まあ、さすがに歴史書の誇張が激しいだけだと思うが…
天使という種族が優れているのは本当らしく、各国は天使の保護と自陣営に取り込むことに躍起になっていると聞いた。
子供の頃から天使の活躍を元にしたおとぎ話を聞いて育つ、それがこの世界の常識である。

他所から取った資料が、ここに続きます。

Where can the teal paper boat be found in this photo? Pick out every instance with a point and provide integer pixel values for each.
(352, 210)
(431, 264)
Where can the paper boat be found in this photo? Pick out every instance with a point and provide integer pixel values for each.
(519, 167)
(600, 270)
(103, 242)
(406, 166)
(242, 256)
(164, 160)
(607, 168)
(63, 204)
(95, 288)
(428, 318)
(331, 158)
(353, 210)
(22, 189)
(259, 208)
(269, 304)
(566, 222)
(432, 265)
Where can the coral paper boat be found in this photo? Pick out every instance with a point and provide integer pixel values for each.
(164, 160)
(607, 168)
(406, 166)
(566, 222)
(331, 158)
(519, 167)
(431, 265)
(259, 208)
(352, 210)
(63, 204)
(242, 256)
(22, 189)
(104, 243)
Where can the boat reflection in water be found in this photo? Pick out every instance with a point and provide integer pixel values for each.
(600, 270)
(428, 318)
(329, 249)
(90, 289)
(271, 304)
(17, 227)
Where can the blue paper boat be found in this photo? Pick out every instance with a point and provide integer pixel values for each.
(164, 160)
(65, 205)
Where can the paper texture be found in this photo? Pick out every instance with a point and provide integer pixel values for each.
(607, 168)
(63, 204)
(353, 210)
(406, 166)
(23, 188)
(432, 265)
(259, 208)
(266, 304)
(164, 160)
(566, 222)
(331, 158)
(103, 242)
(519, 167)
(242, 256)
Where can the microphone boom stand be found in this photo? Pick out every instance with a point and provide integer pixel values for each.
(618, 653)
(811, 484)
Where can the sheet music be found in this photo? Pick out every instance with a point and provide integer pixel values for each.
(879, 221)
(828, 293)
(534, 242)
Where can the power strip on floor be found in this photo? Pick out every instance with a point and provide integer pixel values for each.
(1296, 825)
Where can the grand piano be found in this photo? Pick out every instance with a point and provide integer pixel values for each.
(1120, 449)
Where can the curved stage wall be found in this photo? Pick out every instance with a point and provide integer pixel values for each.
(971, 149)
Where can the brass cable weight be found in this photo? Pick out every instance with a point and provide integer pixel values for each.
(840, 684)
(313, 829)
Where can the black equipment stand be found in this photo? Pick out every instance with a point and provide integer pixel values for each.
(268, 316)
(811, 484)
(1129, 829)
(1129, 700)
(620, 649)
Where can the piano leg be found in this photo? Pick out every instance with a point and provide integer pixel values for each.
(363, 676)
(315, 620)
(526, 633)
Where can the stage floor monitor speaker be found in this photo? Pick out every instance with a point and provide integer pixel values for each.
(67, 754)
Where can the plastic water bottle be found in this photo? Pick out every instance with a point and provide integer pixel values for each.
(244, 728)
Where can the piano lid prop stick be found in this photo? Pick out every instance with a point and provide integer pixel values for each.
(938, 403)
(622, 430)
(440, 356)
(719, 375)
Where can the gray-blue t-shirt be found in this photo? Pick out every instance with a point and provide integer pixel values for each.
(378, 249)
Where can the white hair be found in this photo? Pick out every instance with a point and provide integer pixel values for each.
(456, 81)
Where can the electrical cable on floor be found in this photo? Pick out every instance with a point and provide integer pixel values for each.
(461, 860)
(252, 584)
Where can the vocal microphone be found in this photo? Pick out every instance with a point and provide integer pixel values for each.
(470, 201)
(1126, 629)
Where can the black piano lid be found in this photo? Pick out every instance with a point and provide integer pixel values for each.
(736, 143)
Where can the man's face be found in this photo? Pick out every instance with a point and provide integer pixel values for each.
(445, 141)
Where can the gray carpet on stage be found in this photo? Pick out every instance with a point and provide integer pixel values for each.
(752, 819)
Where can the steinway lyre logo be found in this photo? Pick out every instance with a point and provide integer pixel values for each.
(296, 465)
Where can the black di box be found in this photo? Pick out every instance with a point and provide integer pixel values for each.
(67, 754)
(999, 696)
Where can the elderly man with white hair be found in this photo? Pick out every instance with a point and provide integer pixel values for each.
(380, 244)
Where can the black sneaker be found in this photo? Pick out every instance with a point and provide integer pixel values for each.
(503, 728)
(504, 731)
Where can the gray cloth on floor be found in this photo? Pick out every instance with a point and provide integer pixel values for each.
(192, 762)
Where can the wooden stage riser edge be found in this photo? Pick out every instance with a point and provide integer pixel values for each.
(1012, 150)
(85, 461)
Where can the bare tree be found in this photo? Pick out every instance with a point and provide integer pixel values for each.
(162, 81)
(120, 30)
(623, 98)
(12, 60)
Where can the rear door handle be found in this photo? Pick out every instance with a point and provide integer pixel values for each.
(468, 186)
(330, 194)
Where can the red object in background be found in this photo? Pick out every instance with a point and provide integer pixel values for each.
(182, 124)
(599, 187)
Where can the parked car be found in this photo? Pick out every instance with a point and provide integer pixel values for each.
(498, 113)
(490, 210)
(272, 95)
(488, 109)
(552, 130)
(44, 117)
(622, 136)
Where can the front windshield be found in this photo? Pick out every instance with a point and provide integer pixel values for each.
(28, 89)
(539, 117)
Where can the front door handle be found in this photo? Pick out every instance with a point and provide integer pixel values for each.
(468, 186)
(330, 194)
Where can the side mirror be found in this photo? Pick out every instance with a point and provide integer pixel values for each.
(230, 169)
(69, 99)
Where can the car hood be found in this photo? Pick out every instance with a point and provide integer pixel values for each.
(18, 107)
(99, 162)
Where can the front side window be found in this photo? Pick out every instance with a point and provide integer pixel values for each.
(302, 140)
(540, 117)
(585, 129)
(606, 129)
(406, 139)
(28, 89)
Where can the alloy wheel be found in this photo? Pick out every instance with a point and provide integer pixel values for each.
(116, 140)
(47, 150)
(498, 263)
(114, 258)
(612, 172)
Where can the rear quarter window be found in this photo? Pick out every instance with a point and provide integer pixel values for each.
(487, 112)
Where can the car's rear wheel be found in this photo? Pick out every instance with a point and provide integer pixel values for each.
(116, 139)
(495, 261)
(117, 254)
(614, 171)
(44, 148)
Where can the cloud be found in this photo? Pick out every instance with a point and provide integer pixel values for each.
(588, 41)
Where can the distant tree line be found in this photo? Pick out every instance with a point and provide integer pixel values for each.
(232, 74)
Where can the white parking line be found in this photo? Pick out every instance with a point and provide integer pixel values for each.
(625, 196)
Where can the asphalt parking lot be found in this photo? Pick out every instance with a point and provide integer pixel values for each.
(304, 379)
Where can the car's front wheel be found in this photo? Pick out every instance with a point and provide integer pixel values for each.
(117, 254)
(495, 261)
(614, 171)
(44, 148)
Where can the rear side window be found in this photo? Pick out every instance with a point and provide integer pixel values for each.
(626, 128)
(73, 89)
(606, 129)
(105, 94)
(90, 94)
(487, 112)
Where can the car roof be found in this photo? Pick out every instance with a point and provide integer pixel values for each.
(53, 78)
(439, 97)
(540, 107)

彼らへの畏怖と憧れは大多数の人に深く根付いていると言っていい。
「ふはははははは!そうだ、その天使様だ!もっと賛美してよいぞ」
「すごいなぁーあこがれちゃうなー」
「棒読みなのが気になるが、まあいい。どうだ、俺と夫婦になりたくなっただろう?」
それとこれとは話が別というか…
今の性別に面食らったまま、誰かと夫婦になるとか考えられない。
「あなたほどの人なら、世界中の女を選び放題でしょうに…何故俺なんです?」
「フッ、仕方なかろう。目と目が合う瞬間好きだと気付いたのだ」
思った以上にピュアな理由!?
どこかで聞いたようなフレーズにこっちが照れるわ!
ひょっとして揶揄われてる?いや、こいつ目がマジだ。
会話をしている間にも天使は上昇を続けた。
最早地上は遥か彼方、どこまで行くねん!
宇宙空間とか言わないでくれよ。
このファンタジー世界で宇宙開発はまだ未知の領域だぞ。
「もうすぐ結界層だ。しばし息が出来なくなるが、まあ平気だろ」
「おい、待てや」
結界層って何?
息が出来なくなるとかサラッと言うな。
「さあ行くぞ、5秒後だ。5…4…1、0!」
「2と3は!?」
天使が0と言った直後、不思議な感覚が全身を包んだ。
うう…何だコレ、見えない何かに体中を圧迫されているみたい。
マズい、本当に息ができな……
「……ぷはっ!」
「抜けたぞ。てっきり気絶するかと思ったが、さすが俺の妻になる女よ」
「そりゃどうも……ふぁ!?」
ほんの10秒足らずで呼吸は出来るようになり、妙な圧迫感も消えた。
そして雲と青空ばかりだった景色が様変わりしてる。
その光景に俺は息を呑んだ。
空中に陸地が存在している。
大小様々な大きさの島が空に悠然と浮かんでいるのだ。
伝説の空中大陸、冒険譚に登場する空飛ぶ島、まさか実在していたとは!?
ラピュタ?ラピュタなの?バルスしてもいいの?
「何だコレ、俺は夢でも見てるのか?」
「ここを訪れた地上人の模範的リアクションだなww」
それって皆が驚くってことだろう。
夢でないのなら、一体ここは何処なんだ?
世界地図にもこんな場所があるとは記されていない。
「ここは天界、天使たちの住まう世界だ」
はわわ、とんでもない所へ来てしまった。